After that push and effort, after all was said and done and I could at last tick off the box [metaphorically] labeled “Bachelors Degree,” I couldn’t figure out what to do. I was Wile E. Coyote in the middle of the air, having run straight off the edge of the cliff. But I wasn’t dropping.
It occurred to me today that an extremely valuable aspect of art school—again, as of school in general—is the forced exposure to things and ideas you’d never have found on your own in such a compact span of time. This might be a thing worth paying for, albeit not necessarily worth tens or hundreds of thousands of dollars and the commensurate stress of the debt burden.
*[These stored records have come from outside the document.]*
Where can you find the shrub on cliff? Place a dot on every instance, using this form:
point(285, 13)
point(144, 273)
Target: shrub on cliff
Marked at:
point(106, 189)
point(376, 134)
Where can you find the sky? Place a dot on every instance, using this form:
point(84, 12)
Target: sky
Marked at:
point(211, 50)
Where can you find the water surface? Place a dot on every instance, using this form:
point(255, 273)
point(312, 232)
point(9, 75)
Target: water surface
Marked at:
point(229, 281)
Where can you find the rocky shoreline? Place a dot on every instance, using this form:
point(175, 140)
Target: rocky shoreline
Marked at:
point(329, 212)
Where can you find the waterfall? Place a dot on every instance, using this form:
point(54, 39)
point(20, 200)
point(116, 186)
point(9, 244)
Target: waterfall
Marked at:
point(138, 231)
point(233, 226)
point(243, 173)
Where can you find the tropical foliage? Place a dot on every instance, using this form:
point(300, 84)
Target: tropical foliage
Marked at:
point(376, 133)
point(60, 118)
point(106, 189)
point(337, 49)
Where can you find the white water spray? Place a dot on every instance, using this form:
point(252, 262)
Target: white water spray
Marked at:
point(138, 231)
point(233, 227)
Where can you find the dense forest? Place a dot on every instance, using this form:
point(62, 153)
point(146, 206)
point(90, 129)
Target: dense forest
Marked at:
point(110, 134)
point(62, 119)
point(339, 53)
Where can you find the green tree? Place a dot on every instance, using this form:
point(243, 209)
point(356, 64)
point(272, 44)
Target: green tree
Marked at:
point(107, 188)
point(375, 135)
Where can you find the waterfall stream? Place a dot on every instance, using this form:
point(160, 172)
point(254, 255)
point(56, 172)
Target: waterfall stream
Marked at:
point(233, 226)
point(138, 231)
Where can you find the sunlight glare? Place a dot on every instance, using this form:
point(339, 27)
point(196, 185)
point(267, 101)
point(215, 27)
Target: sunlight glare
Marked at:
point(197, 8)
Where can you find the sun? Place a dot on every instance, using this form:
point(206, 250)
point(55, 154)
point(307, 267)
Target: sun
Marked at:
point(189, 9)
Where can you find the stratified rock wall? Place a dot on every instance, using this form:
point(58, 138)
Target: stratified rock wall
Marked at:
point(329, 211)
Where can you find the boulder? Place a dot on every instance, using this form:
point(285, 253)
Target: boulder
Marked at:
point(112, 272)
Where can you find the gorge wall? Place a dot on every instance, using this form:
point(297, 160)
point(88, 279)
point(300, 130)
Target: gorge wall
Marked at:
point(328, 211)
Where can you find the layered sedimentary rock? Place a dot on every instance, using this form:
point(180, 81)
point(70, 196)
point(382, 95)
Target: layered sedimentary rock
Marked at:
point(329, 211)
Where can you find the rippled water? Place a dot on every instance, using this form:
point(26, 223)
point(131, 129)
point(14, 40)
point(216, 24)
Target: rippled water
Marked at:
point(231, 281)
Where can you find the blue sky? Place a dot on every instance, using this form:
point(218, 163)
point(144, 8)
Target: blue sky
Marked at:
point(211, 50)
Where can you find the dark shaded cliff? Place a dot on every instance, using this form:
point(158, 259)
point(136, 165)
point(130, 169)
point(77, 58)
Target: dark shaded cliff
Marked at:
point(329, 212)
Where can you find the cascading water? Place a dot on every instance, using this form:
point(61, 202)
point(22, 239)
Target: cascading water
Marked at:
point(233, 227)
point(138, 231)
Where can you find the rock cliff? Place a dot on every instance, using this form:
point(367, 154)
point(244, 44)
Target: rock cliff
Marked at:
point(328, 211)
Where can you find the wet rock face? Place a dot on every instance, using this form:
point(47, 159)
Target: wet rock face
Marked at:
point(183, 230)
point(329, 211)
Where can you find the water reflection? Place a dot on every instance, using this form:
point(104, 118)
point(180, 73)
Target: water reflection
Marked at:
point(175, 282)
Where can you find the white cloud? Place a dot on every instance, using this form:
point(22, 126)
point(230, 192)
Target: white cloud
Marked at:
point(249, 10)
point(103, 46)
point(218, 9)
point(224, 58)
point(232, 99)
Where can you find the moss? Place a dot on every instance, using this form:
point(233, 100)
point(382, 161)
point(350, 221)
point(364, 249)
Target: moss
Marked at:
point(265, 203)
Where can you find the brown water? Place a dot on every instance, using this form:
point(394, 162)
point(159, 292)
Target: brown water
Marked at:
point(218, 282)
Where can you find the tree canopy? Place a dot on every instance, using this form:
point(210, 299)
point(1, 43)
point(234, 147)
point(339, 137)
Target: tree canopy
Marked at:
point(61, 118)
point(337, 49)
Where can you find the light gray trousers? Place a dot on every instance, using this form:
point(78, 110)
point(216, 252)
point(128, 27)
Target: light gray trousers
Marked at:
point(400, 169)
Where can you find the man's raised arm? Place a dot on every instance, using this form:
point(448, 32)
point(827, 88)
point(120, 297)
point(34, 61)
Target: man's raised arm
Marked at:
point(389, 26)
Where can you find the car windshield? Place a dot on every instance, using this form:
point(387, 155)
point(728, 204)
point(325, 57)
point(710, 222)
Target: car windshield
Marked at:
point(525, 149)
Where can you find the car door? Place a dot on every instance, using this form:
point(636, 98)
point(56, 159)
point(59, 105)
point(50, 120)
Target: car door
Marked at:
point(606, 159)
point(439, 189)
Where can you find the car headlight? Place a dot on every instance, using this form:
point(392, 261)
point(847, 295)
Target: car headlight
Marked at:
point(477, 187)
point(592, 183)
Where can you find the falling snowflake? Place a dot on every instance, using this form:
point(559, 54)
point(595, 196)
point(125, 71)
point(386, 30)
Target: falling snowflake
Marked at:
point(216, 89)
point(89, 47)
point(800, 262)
It’s as easy to get stuck in an aesthetic bubble as a political one, staying focused on the narrow band of favorites you’ve treasured over several years of loving and experiencing art of whatever form. But at school, if you have teachers of any worth, you have a myriad of unknowns thrown at you, and you not only have to experience their work, but also to understand it, analyze it, and put it into some kind of context.
This is important to do as an artist for the rest of your days. You’ll gain insight and depth, even if you don’t like some or most of the stuff, if you take it in broadly.